Our multivariable analysis agreed with previous studies in terms of factors associated with AKI, including male sex, preoperative use of beta-blockers, low serum albumin level, and colloid administration. Albumin is known to have a renoprotective effect, mediated by antioxidant and anti-inflammatory properties22,23. Moreover, it functions as a reservoir for signalling molecules and donors of nitric oxide (NO) that enhance the renal blood flow and GFR by dilating vessels and improving renal function24. Furthermore, albumin tends to improve the microcirculatory performance that supports the maintenance of major organ functions25. Thus, both preoperative and postoperative hypoalbuminaemia are major risk factors for AKI in many previous studies18,26,27,28. Although controversial, beta-blockers have similar effects to albumin on renal function. Despite the concerns about haemodynamic effects including a decrease in renal blood flow, several beta-blockers are known to mitigate renal injury by antioxidant properties or activating NO synthase. Several animal studies have reported that beta-blockers reduce the severity of AKI or have renal protective effects29,30,31. However, Le Manach et al. reported that the use of preoperative beta-blockers was associated with an increased frequency of renal failure because beta-blockers limit the increase of compensated cardiac output when major blood loss occurs32. In a number of studies of the effects of beta-blockers on advanced liver diseases, patients receiving beta-blockers had a high probability of developing AKI, and this was related to the inhibited cardiac compensatory reserve33,34. These harmful effects of beta-blockers could be related to renal hypoperfusion35. Furthermore, beta-blockers are recommended as third-line antihypertensive agents in patients with proteinuria according to the Kidney Disease Outcomes Quality Initiative (K/DOQI) guidelines36. Thus, the effectiveness of beta-blockers against postoperative AKI among patients in normal haemodynamic states after minor surgery remains unclear. Further studies are required to clarify the effects of beta-blockers on renal function.

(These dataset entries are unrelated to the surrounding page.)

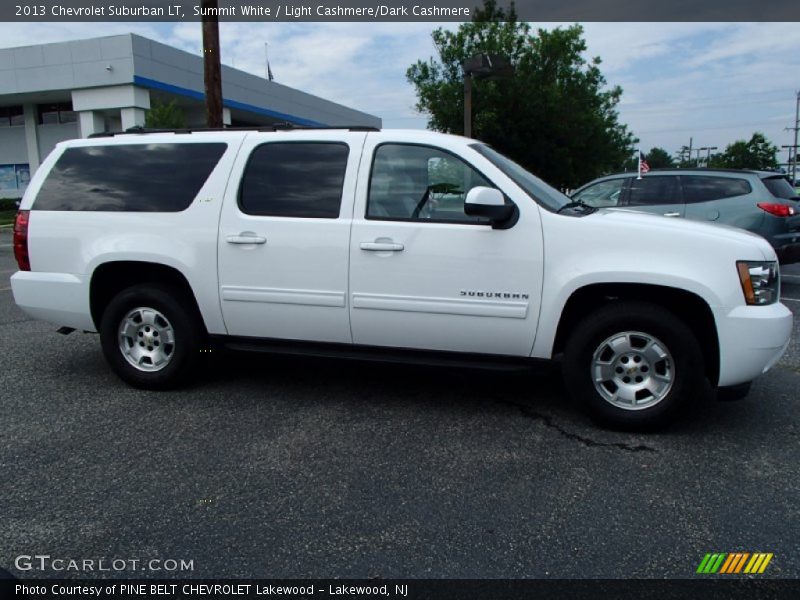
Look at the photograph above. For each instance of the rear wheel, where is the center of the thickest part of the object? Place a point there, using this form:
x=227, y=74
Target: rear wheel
x=151, y=336
x=633, y=365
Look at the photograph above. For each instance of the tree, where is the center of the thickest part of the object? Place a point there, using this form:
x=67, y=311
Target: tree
x=758, y=154
x=554, y=115
x=165, y=115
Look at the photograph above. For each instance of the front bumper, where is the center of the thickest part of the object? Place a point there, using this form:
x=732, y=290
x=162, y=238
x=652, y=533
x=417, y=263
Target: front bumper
x=751, y=340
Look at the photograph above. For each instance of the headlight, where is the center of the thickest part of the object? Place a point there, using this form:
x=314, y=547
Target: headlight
x=761, y=281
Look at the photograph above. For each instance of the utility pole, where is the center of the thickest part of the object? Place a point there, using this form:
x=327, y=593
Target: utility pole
x=708, y=150
x=689, y=159
x=467, y=104
x=212, y=66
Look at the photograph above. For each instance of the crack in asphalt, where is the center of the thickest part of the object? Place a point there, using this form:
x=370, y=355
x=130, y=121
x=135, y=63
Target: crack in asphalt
x=3, y=324
x=586, y=441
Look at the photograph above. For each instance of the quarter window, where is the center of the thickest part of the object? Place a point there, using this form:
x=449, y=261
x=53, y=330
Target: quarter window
x=653, y=190
x=411, y=182
x=702, y=188
x=295, y=179
x=604, y=193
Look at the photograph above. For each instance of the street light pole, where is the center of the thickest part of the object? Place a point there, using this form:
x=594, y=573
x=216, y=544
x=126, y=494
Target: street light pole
x=483, y=66
x=796, y=127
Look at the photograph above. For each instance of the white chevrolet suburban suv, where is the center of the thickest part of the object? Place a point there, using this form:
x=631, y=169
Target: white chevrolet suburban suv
x=398, y=245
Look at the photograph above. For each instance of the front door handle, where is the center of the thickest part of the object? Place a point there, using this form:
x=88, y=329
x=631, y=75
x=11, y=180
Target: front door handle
x=246, y=238
x=382, y=246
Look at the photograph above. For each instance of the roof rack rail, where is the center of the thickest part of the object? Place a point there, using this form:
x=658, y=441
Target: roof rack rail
x=139, y=130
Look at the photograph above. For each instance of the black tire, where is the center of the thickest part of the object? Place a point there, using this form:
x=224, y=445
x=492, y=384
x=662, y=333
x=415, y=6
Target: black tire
x=179, y=359
x=676, y=374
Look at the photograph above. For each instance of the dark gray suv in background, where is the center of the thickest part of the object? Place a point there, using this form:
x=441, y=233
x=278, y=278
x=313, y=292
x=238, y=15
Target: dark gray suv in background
x=760, y=201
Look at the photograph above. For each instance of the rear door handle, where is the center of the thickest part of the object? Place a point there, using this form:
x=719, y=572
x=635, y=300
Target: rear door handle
x=245, y=238
x=382, y=246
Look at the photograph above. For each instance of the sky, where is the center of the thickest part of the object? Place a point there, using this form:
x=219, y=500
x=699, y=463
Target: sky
x=713, y=82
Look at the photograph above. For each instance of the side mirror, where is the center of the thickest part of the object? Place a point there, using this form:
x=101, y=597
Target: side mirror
x=490, y=203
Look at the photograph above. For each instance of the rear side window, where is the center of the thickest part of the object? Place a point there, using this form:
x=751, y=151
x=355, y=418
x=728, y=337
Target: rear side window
x=295, y=179
x=701, y=188
x=652, y=190
x=133, y=177
x=779, y=187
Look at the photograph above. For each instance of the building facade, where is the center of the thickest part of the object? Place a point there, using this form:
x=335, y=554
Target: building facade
x=54, y=92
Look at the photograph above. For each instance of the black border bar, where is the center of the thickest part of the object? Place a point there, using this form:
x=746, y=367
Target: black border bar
x=397, y=10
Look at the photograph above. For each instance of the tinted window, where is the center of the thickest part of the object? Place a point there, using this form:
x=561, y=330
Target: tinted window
x=421, y=183
x=135, y=177
x=700, y=188
x=653, y=190
x=779, y=187
x=603, y=193
x=295, y=180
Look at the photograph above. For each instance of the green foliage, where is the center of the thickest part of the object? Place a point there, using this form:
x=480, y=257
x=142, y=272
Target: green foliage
x=758, y=153
x=555, y=115
x=165, y=115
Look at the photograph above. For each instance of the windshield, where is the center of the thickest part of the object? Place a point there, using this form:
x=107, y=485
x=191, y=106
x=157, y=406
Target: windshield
x=537, y=189
x=779, y=187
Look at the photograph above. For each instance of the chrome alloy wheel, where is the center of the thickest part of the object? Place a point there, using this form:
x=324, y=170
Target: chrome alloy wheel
x=146, y=339
x=632, y=370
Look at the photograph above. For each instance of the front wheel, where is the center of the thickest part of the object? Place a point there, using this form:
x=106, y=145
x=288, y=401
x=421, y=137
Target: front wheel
x=151, y=336
x=633, y=365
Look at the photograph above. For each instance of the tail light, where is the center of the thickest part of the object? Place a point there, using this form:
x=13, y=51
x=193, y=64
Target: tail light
x=21, y=240
x=779, y=210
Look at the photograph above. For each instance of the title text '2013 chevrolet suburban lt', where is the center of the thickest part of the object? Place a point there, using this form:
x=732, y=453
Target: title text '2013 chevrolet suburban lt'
x=397, y=244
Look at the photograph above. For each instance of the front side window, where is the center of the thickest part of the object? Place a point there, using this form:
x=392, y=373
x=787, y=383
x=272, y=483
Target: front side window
x=295, y=179
x=601, y=194
x=130, y=177
x=410, y=182
x=702, y=188
x=652, y=190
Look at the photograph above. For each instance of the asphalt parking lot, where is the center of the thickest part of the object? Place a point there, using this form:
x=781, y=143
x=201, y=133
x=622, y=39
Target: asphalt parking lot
x=276, y=467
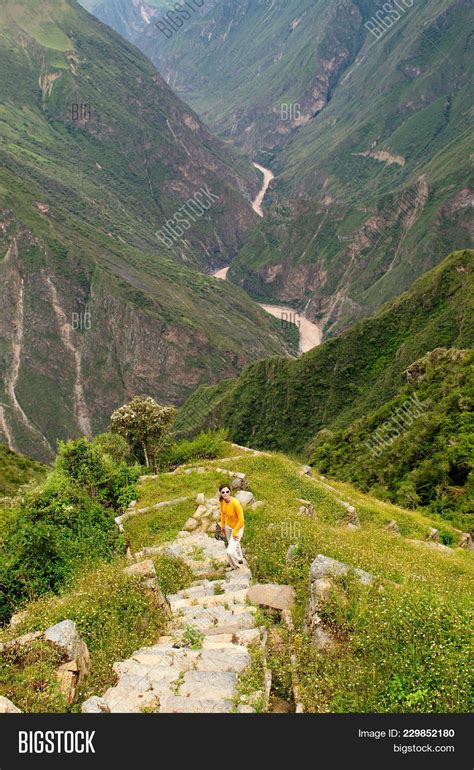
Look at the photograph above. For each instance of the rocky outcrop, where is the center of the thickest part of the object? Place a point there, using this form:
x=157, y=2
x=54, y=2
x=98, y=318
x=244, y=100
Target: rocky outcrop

The detrimental effect of colloid administration on renal function remains a major concern. The oncotic force of these solutions may decrease renal filtration pressure, and this may inhibit renal function37. Another potential pathologic mechanism involves renal interstitial proliferation, macrophage infiltration, and tubular damage contributing to hydroxyethyl starch-induced nephrotoxicity38. Previous studies have shown the adverse renal effects of colloid administration in critically ill and septic patients39,40, although sufficient evidence on this topic is not available for healthy patients under perioperative care. A retrospective study of 174 patients who underwent orthotropic liver transplantation showed a higher incidence of AKI after colloid administration as compared to albumin administration41. In contrast, another study showed no association between intraoperative colloid administration and increased AKI risk after living donor hepatectomy42. Despite the relatively healthy patient characteristics in the present study, colloid administration was associated with AKI after thyroidectomy. However, additional studies with a randomized, controlled design are needed to clarify the findings regarding the nephrotoxicity of colloid administration in surgical patients.

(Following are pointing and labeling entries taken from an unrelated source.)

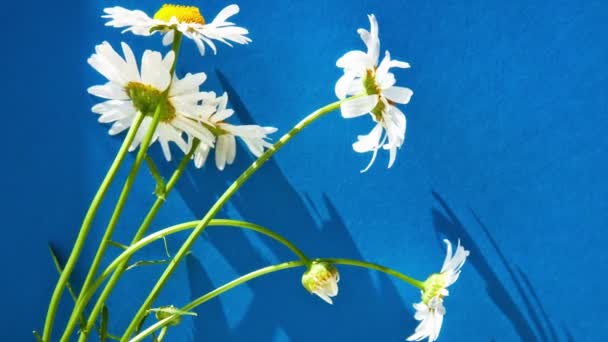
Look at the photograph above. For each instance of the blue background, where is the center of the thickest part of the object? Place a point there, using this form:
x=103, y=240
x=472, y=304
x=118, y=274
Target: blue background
x=505, y=149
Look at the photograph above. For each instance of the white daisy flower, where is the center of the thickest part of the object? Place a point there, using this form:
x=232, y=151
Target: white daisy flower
x=321, y=279
x=185, y=19
x=430, y=310
x=363, y=75
x=131, y=91
x=212, y=114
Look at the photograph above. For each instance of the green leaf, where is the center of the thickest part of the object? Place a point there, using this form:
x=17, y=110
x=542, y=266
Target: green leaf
x=141, y=324
x=68, y=285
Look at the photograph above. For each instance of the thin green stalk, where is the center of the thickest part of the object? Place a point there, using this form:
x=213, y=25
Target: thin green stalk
x=161, y=234
x=177, y=42
x=138, y=235
x=216, y=208
x=122, y=199
x=86, y=226
x=226, y=287
x=414, y=282
x=266, y=270
x=177, y=39
x=162, y=334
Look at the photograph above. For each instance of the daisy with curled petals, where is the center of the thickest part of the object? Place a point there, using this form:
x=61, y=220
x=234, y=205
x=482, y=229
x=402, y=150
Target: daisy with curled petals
x=430, y=310
x=131, y=91
x=212, y=114
x=321, y=278
x=185, y=19
x=363, y=75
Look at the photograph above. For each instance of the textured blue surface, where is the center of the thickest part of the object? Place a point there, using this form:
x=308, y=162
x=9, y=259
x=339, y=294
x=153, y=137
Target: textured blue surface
x=505, y=149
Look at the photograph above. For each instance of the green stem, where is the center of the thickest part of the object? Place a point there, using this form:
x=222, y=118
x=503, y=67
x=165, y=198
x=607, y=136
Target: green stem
x=263, y=271
x=414, y=282
x=122, y=199
x=138, y=235
x=125, y=255
x=177, y=42
x=86, y=226
x=226, y=287
x=162, y=334
x=216, y=208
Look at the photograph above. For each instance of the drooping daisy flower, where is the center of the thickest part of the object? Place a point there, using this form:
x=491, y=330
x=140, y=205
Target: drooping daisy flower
x=186, y=19
x=363, y=75
x=430, y=310
x=131, y=91
x=321, y=279
x=212, y=114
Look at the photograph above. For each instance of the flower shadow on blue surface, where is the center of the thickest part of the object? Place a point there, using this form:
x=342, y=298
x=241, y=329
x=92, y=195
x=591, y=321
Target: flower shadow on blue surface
x=532, y=325
x=280, y=305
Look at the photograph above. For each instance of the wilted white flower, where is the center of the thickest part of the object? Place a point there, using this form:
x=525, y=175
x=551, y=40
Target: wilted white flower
x=430, y=310
x=322, y=279
x=213, y=114
x=363, y=76
x=185, y=19
x=130, y=91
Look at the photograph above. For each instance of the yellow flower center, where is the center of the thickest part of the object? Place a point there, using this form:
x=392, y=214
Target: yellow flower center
x=372, y=88
x=184, y=14
x=146, y=99
x=433, y=287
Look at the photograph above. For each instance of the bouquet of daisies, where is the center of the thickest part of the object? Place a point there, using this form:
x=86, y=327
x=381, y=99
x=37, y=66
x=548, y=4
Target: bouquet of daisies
x=144, y=100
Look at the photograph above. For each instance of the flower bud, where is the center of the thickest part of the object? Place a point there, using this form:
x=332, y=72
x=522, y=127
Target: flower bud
x=321, y=279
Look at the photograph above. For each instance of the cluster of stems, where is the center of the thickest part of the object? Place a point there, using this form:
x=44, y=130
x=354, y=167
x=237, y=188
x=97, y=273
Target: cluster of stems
x=106, y=280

The prevalence of underlying diabetes mellitus was higher in the AKI group, but it showed no statistical relationship with AKI following multivariable analysis. Diabetes is also known as one of the risk factors of for postoperative AKI; and this association is thought to result from the possibility of pre-existing CKD43. This may affect our results because we excluded patients with CKD. Additionally, the development of postoperative AKI is related to the type of operation. Previous reports about the relationship between diabetes and postoperative CKD showed inconsistent results varying by procedure44. Lastly, the low incidence of postoperative AKI in our study may have affected the multivariable analysis findings.

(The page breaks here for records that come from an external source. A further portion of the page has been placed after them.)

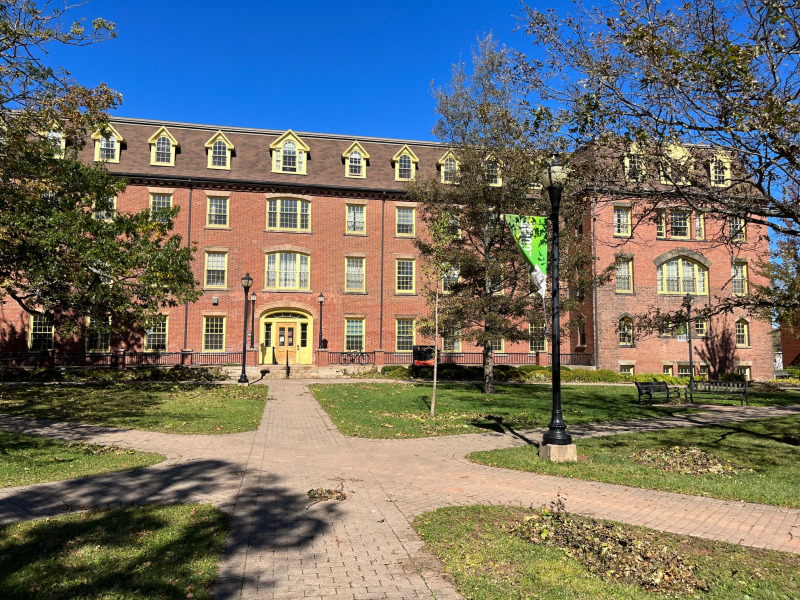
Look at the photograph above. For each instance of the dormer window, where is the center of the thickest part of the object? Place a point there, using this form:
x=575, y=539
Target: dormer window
x=449, y=167
x=405, y=162
x=289, y=154
x=162, y=148
x=107, y=145
x=219, y=149
x=355, y=161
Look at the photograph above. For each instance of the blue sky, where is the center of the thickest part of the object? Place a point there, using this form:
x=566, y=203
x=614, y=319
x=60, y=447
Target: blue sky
x=358, y=68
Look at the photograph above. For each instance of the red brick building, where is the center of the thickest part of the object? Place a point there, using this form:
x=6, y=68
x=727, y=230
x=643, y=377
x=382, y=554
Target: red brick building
x=310, y=215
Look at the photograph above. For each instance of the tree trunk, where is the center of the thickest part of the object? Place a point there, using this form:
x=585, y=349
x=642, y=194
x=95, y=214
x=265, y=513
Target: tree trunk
x=488, y=369
x=435, y=353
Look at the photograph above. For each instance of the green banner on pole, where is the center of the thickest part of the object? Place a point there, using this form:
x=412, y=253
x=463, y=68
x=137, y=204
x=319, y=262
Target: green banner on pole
x=530, y=234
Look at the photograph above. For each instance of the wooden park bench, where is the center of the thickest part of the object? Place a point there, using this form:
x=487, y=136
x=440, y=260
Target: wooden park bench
x=648, y=388
x=735, y=389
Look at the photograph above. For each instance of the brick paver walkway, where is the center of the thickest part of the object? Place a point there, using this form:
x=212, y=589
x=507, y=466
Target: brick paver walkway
x=281, y=545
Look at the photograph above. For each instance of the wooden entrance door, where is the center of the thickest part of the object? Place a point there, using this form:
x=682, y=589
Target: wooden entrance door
x=285, y=342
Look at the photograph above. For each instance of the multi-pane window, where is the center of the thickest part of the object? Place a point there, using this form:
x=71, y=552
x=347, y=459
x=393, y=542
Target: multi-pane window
x=217, y=212
x=288, y=213
x=155, y=338
x=288, y=270
x=622, y=220
x=159, y=202
x=742, y=333
x=219, y=154
x=404, y=167
x=404, y=283
x=355, y=166
x=738, y=229
x=625, y=331
x=356, y=218
x=538, y=340
x=354, y=334
x=163, y=154
x=699, y=226
x=634, y=166
x=41, y=333
x=682, y=276
x=701, y=328
x=97, y=339
x=405, y=335
x=213, y=334
x=449, y=280
x=492, y=173
x=108, y=148
x=449, y=170
x=719, y=172
x=624, y=274
x=451, y=340
x=354, y=275
x=739, y=278
x=216, y=269
x=405, y=221
x=679, y=223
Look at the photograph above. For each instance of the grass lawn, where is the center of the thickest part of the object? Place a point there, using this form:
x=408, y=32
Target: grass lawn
x=767, y=453
x=27, y=460
x=144, y=552
x=167, y=408
x=488, y=562
x=401, y=410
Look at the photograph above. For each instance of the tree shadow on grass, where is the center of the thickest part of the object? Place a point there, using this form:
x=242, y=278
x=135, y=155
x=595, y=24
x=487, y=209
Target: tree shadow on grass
x=267, y=517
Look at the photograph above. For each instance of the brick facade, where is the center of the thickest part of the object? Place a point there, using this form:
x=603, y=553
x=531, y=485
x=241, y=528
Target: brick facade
x=250, y=183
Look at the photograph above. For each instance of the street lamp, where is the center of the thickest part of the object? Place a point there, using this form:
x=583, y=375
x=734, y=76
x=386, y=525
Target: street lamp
x=247, y=281
x=553, y=178
x=253, y=298
x=321, y=299
x=687, y=301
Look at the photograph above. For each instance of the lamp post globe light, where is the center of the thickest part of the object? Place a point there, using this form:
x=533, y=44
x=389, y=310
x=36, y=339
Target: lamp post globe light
x=247, y=281
x=321, y=300
x=253, y=298
x=553, y=178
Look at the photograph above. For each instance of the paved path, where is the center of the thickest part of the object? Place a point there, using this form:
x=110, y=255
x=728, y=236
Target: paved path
x=283, y=546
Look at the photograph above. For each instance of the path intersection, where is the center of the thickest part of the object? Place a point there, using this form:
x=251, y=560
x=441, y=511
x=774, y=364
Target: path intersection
x=282, y=545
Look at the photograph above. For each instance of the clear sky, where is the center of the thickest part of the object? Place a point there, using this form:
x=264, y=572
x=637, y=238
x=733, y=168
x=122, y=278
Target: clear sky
x=357, y=68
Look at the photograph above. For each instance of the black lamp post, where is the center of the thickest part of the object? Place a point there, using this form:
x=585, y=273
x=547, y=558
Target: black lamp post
x=321, y=299
x=553, y=178
x=247, y=281
x=253, y=298
x=687, y=300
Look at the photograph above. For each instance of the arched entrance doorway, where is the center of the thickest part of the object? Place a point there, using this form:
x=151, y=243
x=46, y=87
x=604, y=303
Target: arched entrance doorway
x=286, y=335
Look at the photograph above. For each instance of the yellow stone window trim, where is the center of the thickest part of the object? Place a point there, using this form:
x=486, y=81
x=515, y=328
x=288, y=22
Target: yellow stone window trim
x=219, y=149
x=289, y=154
x=216, y=270
x=107, y=144
x=405, y=164
x=213, y=333
x=162, y=148
x=356, y=160
x=156, y=336
x=449, y=166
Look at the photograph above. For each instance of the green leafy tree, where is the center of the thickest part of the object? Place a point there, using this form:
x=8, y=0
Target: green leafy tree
x=498, y=140
x=720, y=78
x=64, y=251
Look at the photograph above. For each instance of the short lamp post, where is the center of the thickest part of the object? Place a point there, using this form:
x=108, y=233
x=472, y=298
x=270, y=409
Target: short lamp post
x=253, y=298
x=321, y=300
x=247, y=281
x=553, y=178
x=687, y=302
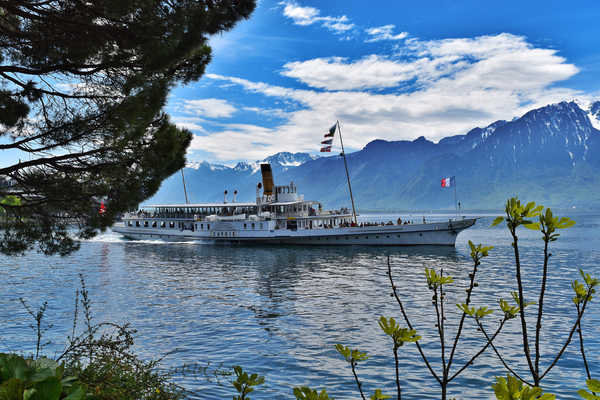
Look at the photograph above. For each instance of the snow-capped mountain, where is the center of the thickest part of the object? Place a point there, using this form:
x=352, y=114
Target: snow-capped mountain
x=207, y=182
x=550, y=155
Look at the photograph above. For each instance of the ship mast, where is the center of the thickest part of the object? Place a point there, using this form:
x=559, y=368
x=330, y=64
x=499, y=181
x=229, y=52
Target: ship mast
x=347, y=174
x=184, y=189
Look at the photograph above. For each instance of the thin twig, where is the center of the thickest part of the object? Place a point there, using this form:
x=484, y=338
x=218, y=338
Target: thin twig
x=409, y=324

The retrospective observational study design resulted in some important limitations. As serum creatinine was not measured on every single day of postoperative admission and follow-up, there might be some undetected cases of postoperative AKI. Nevertheless, the incidence of postoperative AKI in this study was 4.9%, which is consistent with previous reports. Additionally, in accordance with KDIGO guidelines, the frequency of serum creatinine and urine output measurements to detect AKI should be individualized based on patient risk45. A lack of urine analysis, including sodium concentration and proteinuria, can be another concern. The analysis of urine sodium concentration can identify the cause of AKI after thyroidectomy. Although the renal impairment associated with hypothyroidism is primarily believed to be a result of reduced cardiac output and the subsequent decrease in renal blood flow and GFR, thyroid hormone is also known to affect kidney function by direct effects on the renal tubular system. Additionally, the presence of proteinuria in diabetes can result in the loss of thyroid hormone, and diabetes itself can contribute to AKI incidence. Although we considered as many variables as possible and performed multivariable analysis to obtain reliable results, we could not eliminate the possibility of residual confounding variables. Additionally, the low incidence of postoperative AKI among patients involved in this retrospective study limited the power to detect the relationship between thyroid function and AKI, as well as the effects of the investigated variables on AKI. Nevertheless, this was a suitable strategy for evaluating the effect of thyroid function on postoperative AKI in the absence of prospective studies. Further prospective studies with well-constructed designs for clarifying the effect of thyroid function on postoperative AKI are needed.
In conclusion, AKI developed in 4.9% of patients who underwent thyroidectomy. We found that there was a higher incidence of AKI among patients with postoperative hypothyroidism than among patients with normal thyroid function or hyperthyroidism after thyroidectomy. As the knowledge of the association between postoperative thyroid function and postoperative AKI may have important clinical implications, further prospective studies should be conducted to clarify the effect of thyroid function on postoperative AKI incidence in thyroidectomy patients.
Methods
After approval was obtained from the Institutional Review Board of Asan Medical Center, we reviewed the records of all patients who underwent thyroidectomy for thyroid cancer at Asan Medical Center, Seoul, Republic of Korea, between January 2010 and December 2014. Informed consent was waived due to the retrospective nature of our study. Of the 516 identified patients, we excluded those aged <18 years (n = 7) and those with chronic kidney disease (n = 23). Thus, a total of 486 patients were finally included in the present study (Fig. 1). This manuscript adheres to the STROBE guidelines.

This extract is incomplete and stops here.